Vaccines do a few of things:
Interrupt the transmission network. When a vaccinated person's body fights off the infection, they may not contract and spread, or they will get a mild form that fights off faster thanks to the vax. To imply Ro would be lower if the healthy were unvaccinated crazy Facebook University stuff, there is no string of events where this could happen.

Protect against infection OR reduce severity of breakthru infections. This means fewer visit the hospital, and morgue.

Reduce mutations. Nobody can say for certain "O" would not be here if Africa was 80% vaxed -- but chances are good that would be the case. The more infected, the more chance of mutation -- like Ro, chances of mutations is an increasing odds math game.

Respects the sacrifice health care workers have made to help us. How does the selfish antivaxer's contribution to the greater good compare to the nurse who's worked 24 mos without a vacation, in HASMAT conditions, continuing on every day now to mostly save antivaxers? Perhaps thos health care workers could get a break, or divert their energy into helping other sick people get their lives back to healthy.
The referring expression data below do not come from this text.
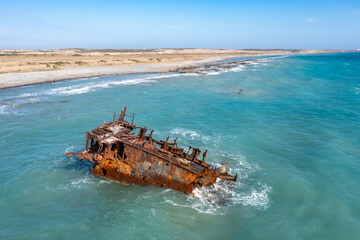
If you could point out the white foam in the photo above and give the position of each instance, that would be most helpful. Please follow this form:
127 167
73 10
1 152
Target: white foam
224 194
85 87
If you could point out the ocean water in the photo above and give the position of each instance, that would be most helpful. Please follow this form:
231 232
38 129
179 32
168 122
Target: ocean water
292 136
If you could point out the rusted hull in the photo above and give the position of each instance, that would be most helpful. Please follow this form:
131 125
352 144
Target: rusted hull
119 155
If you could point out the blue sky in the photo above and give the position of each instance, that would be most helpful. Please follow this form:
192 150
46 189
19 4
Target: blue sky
224 24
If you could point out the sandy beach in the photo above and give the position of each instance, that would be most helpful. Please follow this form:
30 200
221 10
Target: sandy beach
26 67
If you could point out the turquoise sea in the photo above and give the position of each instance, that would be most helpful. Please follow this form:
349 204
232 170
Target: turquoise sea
292 136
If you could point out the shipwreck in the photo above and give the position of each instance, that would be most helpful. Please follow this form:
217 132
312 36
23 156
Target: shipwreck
121 152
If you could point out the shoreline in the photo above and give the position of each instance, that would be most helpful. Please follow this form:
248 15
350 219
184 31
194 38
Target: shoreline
19 79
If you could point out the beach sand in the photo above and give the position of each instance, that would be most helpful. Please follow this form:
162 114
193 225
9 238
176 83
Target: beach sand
25 67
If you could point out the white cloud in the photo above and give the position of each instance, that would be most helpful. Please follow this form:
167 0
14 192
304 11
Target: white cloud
310 19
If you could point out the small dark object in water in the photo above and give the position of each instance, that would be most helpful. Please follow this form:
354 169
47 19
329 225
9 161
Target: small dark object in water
239 91
120 155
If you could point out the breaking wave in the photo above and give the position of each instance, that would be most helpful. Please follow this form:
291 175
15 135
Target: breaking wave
246 191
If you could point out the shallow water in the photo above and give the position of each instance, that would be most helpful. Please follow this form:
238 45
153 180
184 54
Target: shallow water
292 137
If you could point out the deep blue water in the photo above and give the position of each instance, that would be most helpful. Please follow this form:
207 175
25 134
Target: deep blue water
292 136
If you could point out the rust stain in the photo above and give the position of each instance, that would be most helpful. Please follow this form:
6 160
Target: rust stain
119 154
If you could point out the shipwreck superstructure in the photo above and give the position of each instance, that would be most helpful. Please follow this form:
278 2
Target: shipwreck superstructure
120 154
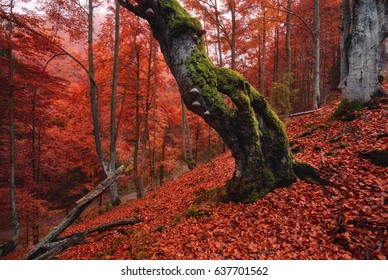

MNRA and spike proteins research has been going on for decades. Turns out your body doesn't much care for them, they are gone a few weeks after your injection. By then your immune system is 'trained' and they vaccine components are no longer needed. Your long term argument is coming from another Facebook University course.

The myocardis argument is another red herring. A small percentages of young healthy males (11/million people) present with mild Myocarditis, that clears up with no long term health implications. Covid infected young males contract myocardis at a rate of 110/m. Hmmm, to vax or not to vax?

I will agree on your last point.
Your argument is also a selfish one, you're also making many unsubstantiated claims here, and it needs sauce.
 
Your argument is also a selfish one, you're also making many unsubstantiated claims here, and it needs sauce.
Go ahead... prove them wrong.
 
@Mad Mike good to hear she's almost over it...question though, why is she getting retested?...I've been told that people who test positive shouldn't be getting tested anytime soon because they can test positive for many weeks afterwards...in fact, Halton Public Health's handout specifically says not to retest because of that...
 
I was listening to 680 this morning and there was a clip about an AZ booster…first I heard of this.

They’re apparently not being offered here but other parts of the world may be getting them.
 
@Mad Mike good to hear she's almost over it...question though, why is she getting retested?...I've been told that people who test positive shouldn't be getting tested anytime soon because they can test positive for many weeks afterwards...in fact, Halton Public Health's handout specifically says not to retest because of that...
My daughter is a nurse, she's providing the same guidance as her hospital staff follow. If her antigen test is negative, then she can do a PCR. You are correct that PCR tests can come back positive for a while, but for double vaxed victims that bounce back quickly, it's common to be negative 5 days after the fever subsides.

Right now it's wait and see.
 
My daughter is a nurse, she's providing the same guidance as her hospital staff follow. If her antigen test is negative, then she can do a PCR. You are correct that PCR tests can come back positive for a while, but for double vaxed victims that bounce back quickly, it's common to be negative 5 days after the fever subsides.

Right now it's wait and see.
Hospitals are trying to come up with a suitable policy for their staff. If they followed Provincial guidelines there wouldn't be enough staff available to work. They are trying to determine where the guidelines can be altered with minimal risk.